The method for quick evaluation when the network model is applied is that a large-scale panoramic image is segmented into four parts in the horizontal direction in advance when the network model is applied, the four parts are overlapped into a batch, then the network model is used for processing, and the segmented label images of all parts of the batch obtained after processing are subjected to splicing and restoration to obtain a semantic segmented label image corresponding to the position of the original panoramic image. The method can greatly improve the processing speed of the model and the semantic segmentation accuracy.

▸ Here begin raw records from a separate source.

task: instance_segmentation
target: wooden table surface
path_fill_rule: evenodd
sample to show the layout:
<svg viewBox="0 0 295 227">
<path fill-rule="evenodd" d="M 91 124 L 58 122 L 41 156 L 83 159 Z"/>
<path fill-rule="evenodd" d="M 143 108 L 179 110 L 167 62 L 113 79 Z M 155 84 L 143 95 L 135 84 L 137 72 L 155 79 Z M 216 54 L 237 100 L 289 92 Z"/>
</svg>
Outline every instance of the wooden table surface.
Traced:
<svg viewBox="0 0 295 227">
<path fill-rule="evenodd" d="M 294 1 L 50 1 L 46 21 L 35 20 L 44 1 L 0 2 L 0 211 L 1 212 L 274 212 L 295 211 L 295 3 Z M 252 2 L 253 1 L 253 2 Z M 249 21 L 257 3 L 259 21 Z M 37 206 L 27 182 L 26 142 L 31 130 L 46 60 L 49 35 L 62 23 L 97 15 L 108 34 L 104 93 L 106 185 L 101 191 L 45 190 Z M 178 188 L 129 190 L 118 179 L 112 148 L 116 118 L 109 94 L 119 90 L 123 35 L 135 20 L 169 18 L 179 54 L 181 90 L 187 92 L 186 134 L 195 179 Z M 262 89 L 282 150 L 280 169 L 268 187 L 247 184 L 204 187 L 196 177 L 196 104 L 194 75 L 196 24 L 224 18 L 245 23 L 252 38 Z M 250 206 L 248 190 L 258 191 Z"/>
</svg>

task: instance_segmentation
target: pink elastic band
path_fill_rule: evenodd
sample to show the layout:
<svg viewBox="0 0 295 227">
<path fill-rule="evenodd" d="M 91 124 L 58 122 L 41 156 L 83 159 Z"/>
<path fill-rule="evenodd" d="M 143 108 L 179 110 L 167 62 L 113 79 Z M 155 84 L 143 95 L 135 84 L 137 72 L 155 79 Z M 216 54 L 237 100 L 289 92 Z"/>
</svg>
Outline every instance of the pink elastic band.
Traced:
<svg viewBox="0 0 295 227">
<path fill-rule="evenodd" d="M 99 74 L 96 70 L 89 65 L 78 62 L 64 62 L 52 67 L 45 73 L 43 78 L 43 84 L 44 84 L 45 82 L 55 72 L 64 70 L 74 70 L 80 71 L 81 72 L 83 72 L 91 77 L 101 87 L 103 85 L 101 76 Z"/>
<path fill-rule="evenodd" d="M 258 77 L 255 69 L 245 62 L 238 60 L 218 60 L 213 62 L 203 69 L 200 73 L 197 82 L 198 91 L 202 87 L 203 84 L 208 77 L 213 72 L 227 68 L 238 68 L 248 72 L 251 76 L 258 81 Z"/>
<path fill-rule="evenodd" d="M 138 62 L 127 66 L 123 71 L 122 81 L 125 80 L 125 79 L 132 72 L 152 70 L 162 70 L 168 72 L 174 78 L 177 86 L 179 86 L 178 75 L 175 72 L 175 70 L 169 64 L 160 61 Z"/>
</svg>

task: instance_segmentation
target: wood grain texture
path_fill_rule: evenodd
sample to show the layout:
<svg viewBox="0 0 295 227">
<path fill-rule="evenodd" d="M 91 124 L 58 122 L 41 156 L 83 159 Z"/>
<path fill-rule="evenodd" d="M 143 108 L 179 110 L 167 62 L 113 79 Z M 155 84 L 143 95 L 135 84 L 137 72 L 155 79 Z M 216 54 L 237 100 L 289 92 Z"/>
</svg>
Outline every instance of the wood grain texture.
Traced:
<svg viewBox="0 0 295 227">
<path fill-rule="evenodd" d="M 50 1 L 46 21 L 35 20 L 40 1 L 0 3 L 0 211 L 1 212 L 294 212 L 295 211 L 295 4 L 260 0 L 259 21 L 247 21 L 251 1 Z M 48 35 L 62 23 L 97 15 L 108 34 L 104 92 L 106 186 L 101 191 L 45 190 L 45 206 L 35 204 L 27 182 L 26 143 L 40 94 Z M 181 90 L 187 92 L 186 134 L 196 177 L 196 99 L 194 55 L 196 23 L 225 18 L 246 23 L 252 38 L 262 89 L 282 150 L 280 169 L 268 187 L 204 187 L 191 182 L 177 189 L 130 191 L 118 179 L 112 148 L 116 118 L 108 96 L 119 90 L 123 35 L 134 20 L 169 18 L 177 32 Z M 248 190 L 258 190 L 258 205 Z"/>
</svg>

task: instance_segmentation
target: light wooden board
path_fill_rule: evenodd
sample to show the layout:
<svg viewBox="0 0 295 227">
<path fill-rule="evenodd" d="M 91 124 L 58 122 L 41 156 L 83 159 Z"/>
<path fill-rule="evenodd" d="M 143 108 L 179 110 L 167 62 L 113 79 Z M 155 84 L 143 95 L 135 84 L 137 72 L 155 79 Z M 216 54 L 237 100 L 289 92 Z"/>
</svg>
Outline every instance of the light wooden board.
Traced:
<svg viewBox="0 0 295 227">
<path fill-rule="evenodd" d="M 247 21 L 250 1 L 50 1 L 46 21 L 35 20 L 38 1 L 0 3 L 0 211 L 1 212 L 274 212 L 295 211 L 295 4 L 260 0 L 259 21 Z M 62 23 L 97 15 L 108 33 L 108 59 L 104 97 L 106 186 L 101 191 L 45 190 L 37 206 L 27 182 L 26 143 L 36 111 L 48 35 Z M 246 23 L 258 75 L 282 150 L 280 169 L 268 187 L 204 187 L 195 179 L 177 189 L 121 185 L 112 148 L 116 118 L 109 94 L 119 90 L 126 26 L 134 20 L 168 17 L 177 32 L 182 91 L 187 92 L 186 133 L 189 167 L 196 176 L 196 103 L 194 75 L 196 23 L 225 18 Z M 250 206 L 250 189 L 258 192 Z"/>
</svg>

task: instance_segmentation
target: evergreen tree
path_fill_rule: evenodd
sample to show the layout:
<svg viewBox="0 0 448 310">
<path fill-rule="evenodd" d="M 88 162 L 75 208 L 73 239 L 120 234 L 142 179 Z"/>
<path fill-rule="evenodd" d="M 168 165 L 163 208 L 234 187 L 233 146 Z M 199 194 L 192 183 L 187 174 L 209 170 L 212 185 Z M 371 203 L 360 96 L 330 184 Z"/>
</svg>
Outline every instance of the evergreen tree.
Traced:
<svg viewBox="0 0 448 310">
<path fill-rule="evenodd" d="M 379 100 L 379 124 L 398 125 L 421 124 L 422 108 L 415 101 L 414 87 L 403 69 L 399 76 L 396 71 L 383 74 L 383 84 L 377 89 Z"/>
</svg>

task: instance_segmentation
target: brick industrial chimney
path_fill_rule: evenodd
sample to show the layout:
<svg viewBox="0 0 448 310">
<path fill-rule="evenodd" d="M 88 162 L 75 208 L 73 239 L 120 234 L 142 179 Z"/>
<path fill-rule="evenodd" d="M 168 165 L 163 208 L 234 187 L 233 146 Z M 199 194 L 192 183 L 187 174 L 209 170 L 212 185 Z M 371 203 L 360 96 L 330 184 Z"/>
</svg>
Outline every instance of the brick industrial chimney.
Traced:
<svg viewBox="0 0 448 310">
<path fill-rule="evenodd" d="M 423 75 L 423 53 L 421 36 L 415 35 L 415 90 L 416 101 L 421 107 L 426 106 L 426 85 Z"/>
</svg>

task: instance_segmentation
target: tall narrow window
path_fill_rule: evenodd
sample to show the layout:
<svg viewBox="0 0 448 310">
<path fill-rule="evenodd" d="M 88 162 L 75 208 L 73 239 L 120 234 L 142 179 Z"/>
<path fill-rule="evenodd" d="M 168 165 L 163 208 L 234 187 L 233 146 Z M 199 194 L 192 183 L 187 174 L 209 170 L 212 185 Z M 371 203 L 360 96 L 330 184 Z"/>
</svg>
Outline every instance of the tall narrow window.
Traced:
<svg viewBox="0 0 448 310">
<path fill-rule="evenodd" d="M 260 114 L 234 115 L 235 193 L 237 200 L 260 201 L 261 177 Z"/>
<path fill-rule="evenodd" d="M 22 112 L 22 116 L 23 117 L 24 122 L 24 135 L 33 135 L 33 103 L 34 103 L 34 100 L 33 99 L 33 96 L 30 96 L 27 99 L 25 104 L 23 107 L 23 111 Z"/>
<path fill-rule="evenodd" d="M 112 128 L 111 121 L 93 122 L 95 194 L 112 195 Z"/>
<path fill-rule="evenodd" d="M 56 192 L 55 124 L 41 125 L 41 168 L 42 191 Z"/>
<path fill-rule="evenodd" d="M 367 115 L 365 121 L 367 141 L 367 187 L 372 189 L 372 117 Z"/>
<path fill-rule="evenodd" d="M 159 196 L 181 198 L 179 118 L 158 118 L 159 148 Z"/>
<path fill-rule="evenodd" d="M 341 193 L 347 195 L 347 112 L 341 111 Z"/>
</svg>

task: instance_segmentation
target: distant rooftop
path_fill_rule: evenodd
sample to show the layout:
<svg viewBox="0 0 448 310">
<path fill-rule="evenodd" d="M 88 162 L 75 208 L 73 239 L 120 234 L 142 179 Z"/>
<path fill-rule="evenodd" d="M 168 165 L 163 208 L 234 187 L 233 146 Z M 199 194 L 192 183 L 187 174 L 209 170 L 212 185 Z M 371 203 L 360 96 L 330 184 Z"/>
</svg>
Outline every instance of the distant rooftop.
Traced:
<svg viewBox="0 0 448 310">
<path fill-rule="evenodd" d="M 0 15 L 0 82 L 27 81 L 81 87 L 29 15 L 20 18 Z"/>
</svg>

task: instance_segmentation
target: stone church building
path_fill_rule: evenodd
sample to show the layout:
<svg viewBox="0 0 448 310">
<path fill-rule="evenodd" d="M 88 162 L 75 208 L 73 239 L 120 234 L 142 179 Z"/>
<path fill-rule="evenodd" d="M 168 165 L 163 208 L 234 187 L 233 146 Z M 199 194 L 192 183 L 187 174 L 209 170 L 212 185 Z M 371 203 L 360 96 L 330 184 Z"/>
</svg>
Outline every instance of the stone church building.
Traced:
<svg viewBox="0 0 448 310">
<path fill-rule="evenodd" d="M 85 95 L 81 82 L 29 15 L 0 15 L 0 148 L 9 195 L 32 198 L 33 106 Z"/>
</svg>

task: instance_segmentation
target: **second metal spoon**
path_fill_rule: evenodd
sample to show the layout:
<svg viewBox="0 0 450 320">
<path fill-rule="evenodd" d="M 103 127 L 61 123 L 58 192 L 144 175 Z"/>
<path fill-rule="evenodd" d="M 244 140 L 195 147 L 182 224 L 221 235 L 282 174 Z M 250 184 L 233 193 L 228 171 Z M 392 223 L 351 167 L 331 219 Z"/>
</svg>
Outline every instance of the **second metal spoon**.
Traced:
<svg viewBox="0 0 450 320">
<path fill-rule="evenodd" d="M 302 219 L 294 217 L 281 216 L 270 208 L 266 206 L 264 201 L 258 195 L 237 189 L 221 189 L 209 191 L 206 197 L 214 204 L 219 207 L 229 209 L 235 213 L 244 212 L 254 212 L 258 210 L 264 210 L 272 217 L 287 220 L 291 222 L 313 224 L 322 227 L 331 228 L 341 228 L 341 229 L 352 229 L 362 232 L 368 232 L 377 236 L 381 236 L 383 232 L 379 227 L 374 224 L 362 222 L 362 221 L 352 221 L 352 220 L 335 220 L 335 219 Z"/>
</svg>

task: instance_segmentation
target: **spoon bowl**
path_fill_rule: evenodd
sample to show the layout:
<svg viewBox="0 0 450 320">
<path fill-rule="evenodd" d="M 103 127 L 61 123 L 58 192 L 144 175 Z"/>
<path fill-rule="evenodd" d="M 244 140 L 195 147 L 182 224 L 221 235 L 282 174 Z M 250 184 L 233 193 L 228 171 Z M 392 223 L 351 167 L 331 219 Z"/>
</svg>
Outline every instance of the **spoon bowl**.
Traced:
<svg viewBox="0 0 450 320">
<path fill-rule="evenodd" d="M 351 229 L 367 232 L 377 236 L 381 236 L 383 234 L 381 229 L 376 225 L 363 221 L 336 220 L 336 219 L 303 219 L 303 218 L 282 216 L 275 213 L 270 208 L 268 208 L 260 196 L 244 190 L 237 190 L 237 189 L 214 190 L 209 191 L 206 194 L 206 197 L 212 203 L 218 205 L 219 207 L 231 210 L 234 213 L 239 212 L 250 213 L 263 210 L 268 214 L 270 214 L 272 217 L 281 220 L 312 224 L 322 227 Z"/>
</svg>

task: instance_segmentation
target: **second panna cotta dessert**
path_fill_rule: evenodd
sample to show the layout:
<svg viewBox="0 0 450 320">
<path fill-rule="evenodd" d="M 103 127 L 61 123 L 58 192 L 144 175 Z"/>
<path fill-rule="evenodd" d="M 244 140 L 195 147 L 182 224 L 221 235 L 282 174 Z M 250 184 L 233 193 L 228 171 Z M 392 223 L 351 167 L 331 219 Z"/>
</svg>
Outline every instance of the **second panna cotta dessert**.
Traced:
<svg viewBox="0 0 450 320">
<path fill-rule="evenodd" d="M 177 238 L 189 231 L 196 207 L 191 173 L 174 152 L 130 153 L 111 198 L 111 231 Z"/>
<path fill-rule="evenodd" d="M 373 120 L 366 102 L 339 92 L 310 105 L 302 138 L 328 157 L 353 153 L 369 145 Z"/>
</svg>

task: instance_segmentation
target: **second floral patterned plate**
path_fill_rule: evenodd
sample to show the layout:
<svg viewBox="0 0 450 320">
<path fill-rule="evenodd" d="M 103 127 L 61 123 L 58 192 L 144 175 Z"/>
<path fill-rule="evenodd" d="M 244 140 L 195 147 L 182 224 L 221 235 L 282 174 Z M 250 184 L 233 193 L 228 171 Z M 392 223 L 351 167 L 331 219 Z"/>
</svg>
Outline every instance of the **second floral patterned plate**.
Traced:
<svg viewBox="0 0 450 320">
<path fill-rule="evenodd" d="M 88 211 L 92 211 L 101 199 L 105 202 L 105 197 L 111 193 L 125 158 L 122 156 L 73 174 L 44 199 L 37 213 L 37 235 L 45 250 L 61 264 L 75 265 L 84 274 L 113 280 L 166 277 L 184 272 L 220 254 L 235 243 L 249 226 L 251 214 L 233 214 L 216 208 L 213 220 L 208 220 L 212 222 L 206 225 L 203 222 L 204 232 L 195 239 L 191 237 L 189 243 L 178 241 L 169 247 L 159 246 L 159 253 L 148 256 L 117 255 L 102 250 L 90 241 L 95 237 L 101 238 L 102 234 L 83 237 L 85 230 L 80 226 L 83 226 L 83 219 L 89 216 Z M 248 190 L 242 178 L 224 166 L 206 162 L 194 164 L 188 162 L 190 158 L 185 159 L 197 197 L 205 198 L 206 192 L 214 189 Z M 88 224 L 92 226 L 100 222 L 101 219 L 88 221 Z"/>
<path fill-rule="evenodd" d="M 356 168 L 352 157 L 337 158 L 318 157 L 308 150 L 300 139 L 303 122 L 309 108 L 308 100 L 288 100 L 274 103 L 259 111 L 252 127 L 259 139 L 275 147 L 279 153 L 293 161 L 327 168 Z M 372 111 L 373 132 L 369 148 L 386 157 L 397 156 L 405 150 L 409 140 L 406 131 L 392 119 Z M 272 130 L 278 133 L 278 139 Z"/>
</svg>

The invention provides a panoramic camera semantic segmentation method based on the adaptation of the unsupervised field of deep learning, which comprises the following specific steps:
firstly, shooting images by using a panoramic camera under indoor and outdoor environments, adjusting parameters such as exposure time, focal length, aperture, intelligent brightness and the like of the camera according to environmental conditions and use requirements, and acquiring and storing original images under the condition of ensuring image quality;
screening the collected panoramic image, expanding by using a method of transforming polar coordinates into Cartesian coordinates, and cutting a blind area to obtain a complete panoramic image; constructing a label-free training image data set containing not less than 1000 images from the thus collected and processed images; according to scene requirements, in addition, 50 to 100 images are selectively selected and marked for constructing a test data set;
step three, selecting a semantic segmentation dataset of the pinhole image with the tag, such as Cityscapes, ADE K, preprocessing the dataset, and selecting a plurality of categories such as people, bicycles, buildings and the like which need to be classified when the semantic segmentation is performed on the panoramic image;
loading pre-training weights for an encoder neural network and a decoder neural network based on a visual transformation network, initializing parameters of each network model required under an unsupervised field adaptation training framework, wherein the parameters comprise a student network and a teacher network, the student network is a semantic segmentation network to be obtained, a pinhole image dataset and an acquired panoramic image dataset are respectively used as a source domain and a target domain, images are selected according to batches and sent into the student network for training, a loss function is optimized, and unsupervised field adaptation training is performed;
and fifthly, semantic segmentation testing, namely, invoking a trained semantic segmentation network model, processing the panoramic image subjected to expansion and cutting by a method for rapidly evaluating when the network model is applied, inputting the panoramic image into the model, and outputting a semantic segmentation image label.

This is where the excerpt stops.